Sometimes the most thought-provoking questions aren’t posed by our writers, but rather, by our readers. And so it was that last week, after Kveller posted on Facebook about a free Passover giveaway of nail decals illustrated with pictures of the 10 plagues that one reader commented, “I was just wondering if I was the only one who thinks death and destruction aren’t cute…Which finger should we put the dead babies on?”
There isn’t anything at all funny about the 10 plagues. But in defense of the nail decals and their creator, Rabbi Yael Buechler, the intention of Midrash Manicures is to “combine Jewish education and creative nail art to make Torah more meaningful to you.” We know Rabbi Buechler’s heart is in the right place.
But our reader makes a good point and raises a good question. There are parts of Jewish history that tell of a less than compassionate god (think of the death of Haman and all of his sons—plus 75,000 other non-Jews in the Purim story, think of God’s decimation of the cities of Sodom and Gemmorah, think of the zealotry and murder sprees of the Maccabees).

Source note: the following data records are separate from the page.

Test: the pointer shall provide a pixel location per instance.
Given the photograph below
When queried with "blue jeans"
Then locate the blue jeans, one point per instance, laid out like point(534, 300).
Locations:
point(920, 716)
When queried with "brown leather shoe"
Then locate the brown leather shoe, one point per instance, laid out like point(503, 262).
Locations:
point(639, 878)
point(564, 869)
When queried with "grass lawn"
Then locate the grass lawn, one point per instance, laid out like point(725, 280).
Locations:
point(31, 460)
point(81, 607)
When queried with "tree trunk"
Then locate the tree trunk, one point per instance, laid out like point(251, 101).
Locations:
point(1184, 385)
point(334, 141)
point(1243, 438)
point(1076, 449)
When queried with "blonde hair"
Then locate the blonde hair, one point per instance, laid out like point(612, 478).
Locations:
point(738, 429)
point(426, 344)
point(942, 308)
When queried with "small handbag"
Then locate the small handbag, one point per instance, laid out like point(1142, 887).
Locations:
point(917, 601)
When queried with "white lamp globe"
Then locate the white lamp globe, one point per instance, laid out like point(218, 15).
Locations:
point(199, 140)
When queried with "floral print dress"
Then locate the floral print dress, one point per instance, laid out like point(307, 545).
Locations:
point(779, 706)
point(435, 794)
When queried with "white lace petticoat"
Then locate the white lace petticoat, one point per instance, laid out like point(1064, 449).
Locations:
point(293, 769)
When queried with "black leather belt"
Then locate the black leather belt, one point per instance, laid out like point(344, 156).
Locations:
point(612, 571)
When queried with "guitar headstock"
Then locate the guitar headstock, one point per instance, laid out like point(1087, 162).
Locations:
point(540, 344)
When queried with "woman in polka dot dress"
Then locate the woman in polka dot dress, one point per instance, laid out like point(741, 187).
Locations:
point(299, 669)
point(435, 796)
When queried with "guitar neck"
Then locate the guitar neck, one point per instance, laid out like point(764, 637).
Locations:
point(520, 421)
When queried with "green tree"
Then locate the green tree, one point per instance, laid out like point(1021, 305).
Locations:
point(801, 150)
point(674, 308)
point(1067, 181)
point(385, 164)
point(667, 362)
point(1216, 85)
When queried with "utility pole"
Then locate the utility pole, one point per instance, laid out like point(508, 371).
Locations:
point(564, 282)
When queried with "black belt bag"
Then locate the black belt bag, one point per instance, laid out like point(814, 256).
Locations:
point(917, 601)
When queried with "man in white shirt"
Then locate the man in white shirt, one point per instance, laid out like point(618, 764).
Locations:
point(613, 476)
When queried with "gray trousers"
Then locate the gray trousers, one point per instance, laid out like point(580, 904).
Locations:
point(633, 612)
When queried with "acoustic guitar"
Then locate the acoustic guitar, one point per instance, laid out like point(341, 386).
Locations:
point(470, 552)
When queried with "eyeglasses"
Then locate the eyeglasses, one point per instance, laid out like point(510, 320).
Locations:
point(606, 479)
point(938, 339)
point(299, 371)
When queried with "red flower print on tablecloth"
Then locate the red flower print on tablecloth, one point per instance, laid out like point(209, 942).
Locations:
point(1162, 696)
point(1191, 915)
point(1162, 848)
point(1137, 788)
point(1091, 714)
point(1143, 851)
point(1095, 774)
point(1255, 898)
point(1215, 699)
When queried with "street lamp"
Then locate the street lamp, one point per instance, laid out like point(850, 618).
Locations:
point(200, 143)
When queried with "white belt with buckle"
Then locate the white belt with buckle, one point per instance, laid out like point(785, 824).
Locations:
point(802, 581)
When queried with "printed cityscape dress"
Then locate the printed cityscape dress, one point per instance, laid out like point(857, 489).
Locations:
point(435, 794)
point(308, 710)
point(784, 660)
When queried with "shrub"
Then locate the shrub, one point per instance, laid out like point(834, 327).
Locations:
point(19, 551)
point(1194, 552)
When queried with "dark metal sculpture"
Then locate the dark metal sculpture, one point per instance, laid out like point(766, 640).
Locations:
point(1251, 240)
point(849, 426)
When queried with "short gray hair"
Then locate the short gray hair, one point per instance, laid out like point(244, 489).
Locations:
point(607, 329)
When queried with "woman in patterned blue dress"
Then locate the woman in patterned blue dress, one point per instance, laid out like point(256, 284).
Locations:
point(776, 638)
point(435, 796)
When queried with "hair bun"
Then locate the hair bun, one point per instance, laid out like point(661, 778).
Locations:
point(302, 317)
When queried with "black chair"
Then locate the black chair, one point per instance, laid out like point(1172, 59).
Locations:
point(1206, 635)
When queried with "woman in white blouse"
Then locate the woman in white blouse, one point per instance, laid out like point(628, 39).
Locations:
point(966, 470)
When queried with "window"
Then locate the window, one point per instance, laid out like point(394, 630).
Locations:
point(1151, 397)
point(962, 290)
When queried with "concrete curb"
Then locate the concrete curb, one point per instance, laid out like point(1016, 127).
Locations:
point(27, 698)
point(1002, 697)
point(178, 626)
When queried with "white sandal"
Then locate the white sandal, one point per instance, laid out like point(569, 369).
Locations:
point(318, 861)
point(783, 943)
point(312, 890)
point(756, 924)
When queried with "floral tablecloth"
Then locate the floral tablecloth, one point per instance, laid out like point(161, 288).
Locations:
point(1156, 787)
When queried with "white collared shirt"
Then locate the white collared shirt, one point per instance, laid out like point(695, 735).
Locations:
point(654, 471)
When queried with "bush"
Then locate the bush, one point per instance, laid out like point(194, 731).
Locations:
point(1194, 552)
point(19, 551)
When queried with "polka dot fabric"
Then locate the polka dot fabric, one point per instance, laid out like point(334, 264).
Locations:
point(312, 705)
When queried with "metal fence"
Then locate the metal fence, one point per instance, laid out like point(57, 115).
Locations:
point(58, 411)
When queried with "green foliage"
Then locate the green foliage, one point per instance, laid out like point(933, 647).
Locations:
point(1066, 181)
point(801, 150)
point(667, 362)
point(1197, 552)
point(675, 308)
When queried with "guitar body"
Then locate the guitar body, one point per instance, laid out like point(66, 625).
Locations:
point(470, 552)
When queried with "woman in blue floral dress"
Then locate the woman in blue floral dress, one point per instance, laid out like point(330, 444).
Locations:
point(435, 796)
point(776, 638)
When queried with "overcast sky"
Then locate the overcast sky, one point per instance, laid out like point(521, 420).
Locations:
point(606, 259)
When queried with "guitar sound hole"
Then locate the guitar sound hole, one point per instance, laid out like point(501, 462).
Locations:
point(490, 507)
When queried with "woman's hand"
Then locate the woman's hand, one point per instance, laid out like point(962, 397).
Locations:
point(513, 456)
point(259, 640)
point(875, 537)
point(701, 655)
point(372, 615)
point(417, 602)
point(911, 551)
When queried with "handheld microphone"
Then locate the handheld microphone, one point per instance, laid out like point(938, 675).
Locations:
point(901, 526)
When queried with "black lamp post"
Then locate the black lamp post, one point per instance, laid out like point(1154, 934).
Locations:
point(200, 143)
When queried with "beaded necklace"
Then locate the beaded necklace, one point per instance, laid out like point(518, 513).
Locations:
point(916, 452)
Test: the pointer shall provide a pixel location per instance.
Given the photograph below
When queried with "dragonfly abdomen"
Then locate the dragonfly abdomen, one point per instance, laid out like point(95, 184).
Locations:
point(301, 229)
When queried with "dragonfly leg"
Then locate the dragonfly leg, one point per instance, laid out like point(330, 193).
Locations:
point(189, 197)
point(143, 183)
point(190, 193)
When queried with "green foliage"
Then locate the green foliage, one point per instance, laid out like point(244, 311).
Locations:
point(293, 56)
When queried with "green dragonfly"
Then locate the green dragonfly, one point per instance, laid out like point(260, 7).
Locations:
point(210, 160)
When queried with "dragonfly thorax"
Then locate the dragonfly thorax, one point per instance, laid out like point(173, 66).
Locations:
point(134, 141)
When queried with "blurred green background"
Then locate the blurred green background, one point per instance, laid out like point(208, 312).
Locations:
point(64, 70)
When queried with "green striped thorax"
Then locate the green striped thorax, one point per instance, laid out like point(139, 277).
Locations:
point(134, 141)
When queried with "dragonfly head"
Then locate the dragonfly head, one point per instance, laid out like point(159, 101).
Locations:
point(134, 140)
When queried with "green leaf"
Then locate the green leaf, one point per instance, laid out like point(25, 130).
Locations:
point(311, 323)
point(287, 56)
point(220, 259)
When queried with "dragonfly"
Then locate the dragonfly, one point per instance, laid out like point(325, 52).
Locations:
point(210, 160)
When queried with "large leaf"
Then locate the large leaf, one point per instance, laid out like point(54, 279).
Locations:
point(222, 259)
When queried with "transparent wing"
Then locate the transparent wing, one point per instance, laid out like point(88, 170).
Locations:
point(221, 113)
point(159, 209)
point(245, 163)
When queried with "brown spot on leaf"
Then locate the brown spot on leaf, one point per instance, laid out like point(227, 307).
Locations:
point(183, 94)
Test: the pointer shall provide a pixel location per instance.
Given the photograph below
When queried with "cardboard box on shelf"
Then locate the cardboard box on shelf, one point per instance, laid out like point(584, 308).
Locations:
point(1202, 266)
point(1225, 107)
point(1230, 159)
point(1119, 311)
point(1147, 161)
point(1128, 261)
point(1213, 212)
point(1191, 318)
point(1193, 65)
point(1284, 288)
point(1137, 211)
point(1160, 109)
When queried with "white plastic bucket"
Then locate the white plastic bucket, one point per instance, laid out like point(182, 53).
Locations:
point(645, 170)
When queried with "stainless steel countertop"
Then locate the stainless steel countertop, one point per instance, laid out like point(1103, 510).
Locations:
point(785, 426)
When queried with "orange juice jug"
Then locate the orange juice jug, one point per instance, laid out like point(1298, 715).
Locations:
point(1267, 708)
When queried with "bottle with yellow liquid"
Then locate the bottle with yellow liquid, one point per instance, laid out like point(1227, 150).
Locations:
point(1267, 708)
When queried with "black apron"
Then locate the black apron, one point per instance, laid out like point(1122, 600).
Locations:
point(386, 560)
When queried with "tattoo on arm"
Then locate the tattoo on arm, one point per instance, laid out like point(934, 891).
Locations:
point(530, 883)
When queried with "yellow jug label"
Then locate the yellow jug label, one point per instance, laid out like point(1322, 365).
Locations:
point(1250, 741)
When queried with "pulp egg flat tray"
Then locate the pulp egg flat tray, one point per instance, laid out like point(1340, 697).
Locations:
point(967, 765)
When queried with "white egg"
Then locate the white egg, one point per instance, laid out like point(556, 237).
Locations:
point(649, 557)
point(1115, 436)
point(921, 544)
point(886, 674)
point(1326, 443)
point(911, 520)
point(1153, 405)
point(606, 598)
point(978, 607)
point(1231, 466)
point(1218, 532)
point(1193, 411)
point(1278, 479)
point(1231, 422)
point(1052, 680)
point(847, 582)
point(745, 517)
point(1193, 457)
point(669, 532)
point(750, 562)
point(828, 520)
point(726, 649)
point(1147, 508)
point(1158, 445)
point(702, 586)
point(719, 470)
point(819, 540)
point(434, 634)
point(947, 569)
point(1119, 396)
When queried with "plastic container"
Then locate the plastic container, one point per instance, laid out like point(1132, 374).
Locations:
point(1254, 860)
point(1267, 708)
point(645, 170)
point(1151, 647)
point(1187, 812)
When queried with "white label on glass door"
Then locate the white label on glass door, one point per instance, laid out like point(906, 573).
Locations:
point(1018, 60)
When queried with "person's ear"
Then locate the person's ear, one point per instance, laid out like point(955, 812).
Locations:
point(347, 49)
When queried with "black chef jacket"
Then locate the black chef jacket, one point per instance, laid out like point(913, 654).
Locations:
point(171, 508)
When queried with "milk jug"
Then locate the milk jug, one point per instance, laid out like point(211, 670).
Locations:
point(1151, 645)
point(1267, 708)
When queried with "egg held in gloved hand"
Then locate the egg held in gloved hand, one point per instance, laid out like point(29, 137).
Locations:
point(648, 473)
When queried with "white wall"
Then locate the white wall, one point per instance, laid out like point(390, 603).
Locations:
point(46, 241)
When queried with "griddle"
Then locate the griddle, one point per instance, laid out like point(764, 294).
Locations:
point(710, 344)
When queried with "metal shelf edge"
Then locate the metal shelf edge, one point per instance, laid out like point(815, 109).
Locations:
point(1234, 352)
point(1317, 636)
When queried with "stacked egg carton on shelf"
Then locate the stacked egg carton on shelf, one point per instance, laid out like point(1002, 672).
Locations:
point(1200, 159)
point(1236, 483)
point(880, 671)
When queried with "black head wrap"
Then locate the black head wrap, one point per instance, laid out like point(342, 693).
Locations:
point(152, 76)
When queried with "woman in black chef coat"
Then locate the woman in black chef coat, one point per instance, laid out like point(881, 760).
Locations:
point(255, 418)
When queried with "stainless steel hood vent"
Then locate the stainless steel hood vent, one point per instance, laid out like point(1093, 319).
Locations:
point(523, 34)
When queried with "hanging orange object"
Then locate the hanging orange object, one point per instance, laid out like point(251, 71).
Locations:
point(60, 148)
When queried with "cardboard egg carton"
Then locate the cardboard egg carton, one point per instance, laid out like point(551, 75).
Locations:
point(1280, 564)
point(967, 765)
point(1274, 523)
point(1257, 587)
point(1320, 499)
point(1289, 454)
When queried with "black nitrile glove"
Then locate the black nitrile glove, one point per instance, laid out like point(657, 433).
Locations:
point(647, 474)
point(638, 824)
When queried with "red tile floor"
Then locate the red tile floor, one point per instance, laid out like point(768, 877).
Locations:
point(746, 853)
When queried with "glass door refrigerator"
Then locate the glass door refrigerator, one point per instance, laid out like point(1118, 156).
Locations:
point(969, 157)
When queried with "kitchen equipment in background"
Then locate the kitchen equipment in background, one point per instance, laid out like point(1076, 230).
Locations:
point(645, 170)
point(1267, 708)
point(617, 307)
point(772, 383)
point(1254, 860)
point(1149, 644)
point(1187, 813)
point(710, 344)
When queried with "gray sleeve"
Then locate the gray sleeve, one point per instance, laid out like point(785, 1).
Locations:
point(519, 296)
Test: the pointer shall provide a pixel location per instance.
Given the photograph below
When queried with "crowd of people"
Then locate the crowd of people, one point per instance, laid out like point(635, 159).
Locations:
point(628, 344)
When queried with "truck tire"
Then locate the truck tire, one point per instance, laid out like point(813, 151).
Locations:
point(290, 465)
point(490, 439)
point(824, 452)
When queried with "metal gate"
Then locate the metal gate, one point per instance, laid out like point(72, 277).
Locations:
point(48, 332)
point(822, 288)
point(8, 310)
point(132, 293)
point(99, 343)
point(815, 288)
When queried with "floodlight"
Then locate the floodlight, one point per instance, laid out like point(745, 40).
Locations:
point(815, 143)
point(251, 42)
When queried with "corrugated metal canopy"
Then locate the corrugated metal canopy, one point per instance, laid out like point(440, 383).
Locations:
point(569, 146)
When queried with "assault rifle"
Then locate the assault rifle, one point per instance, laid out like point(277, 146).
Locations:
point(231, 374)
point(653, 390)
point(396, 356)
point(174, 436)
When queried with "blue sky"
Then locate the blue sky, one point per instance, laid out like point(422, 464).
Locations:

Now, one might argue that all of this history is open to interpretation and that history is certainly murky, and one would be right. And there are lots of very interesting interpretations for understanding why God might allow such suffering (Rabbi Jill Jacobs offers a bunch here).
But the question doesn’t change: How do we respond to and engage with these really difficult parts of our own history? How do we teach our kids not to hate, and even, to feel compassion for those who hated us? How do we teach our kids that we don’t celebrate anyone’s death, even when they’re also taught to hate Haman and Pharaoh?
It’s true that we spill wine from our glasses as we recite the 10 plagues in an attempt to acknowledge the devastation that befell the Egyptian people and take away from some of our own enjoyment. But is that enough? At our seder table, we also play with rubber frogs and wear locust masks to get the kids excited about the Passover story. That sends a questionable message, too.
My kids don’t understand nuance yet (they don’t understand why they can’t eat cookies all day and night, either). But one day they will, and one day we will explain the 10 plagues to them and their eyes will widen and they will be a little bit scared and it is my hope that they will wonder at this really brutal part of our history.
And so I turn to you, dear readers. How do you explain the 10 plagues to your kids? Do you have a shpiel at the seder that you’re willing to share? And further, do you think it’s okay to allow kids to playfully recreate the seder story, complete with nail decals of the 10 plagues?
Where is the limit? When do we say, dayenu–enough with war and death and destruction. Kids need to understand that suffering is suffering, regardless of which side you’re on. How do we make sure they get it?